I can't comment on any 2300 specs at that level, nor can I compare it to some other chip. ATI played a dominate role in creating the OpenGL ES spec. They even drafted it in the first place. Imagination is clearly playing catch-up in this area, as they only announced at CES 2004 they would have OGLES support later this year, while the 2300 already has complete (and demonstrated) OGLES drivers in place.

Although PowerVR MBX may hit the market first, ATI obviously kept them honest, and prevented Imagination from sliding by and forcing some proprietary 3D api (probably derived from the Dreamcast) on us.

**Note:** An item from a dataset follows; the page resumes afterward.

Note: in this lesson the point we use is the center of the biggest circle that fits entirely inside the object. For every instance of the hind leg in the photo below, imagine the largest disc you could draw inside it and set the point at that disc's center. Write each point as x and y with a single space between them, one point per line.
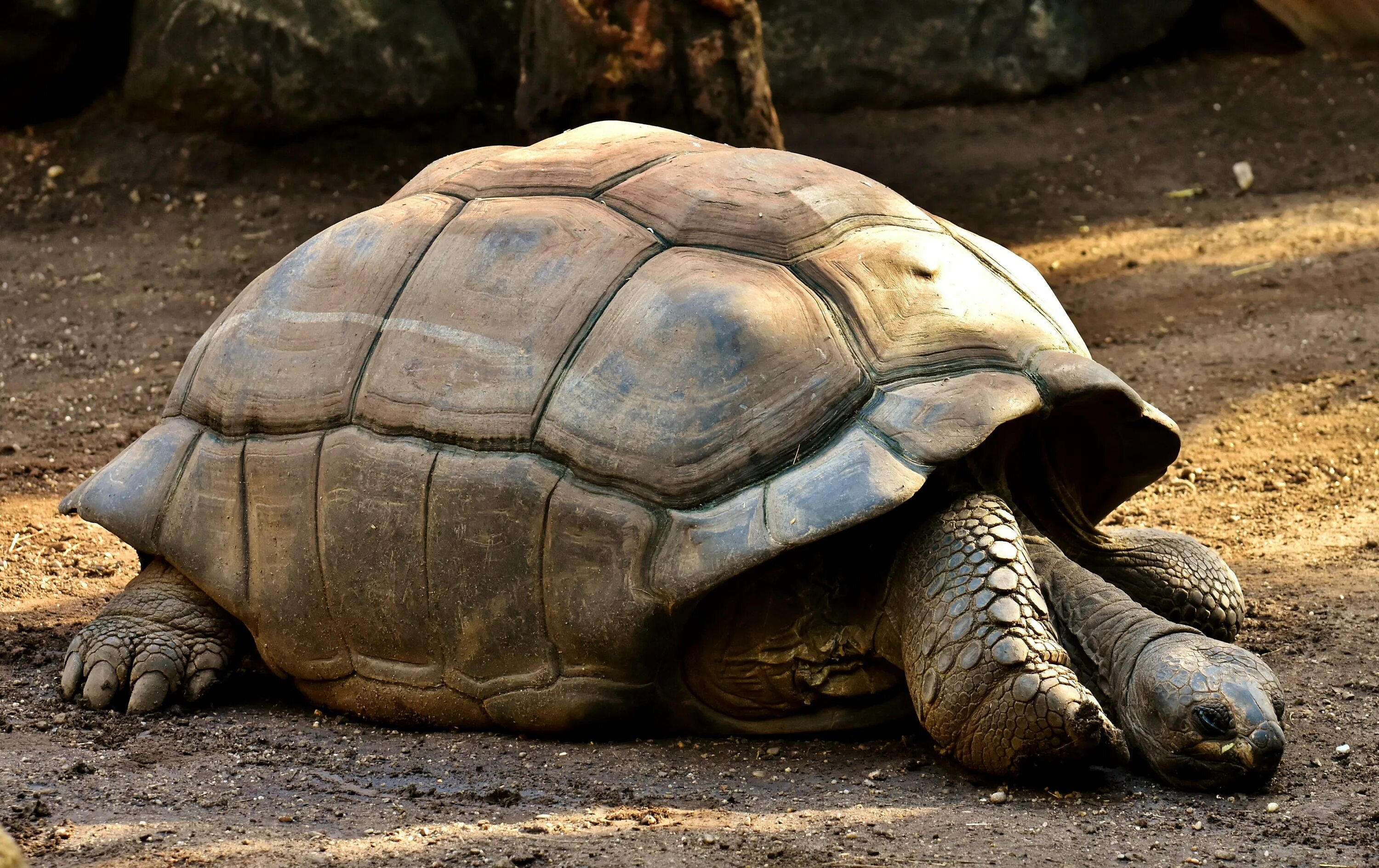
160 638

Finally, as I've said before, no XScale PPC can currently make full use of the 2300. It cannot push polys at it fast enough, even with geometry caching. So there isn't much point in the PowerVR MBX being any faster. The rendering takes place in parallel to the CPU anyway, so there would be no net gain. However the bigger issue is pure rendering quality, and driver robustness. ATI at least has Imagination beat with the latter. ATI played a role describing the specs, and thus PowerVR MBX is likely not as well suited for OpenGL ES (or more accurately, OpenGL ES is likely not as well suited for PowerVR MBX). ATI may also have them beat on the former too, but that subjective comparison would have to wait until PowerVR MBX has a real 100% port behind it, like GLQuake (the Tomb Raider that is running on PowerVR MBX is the basterdized PS1 version, so it doesn't count).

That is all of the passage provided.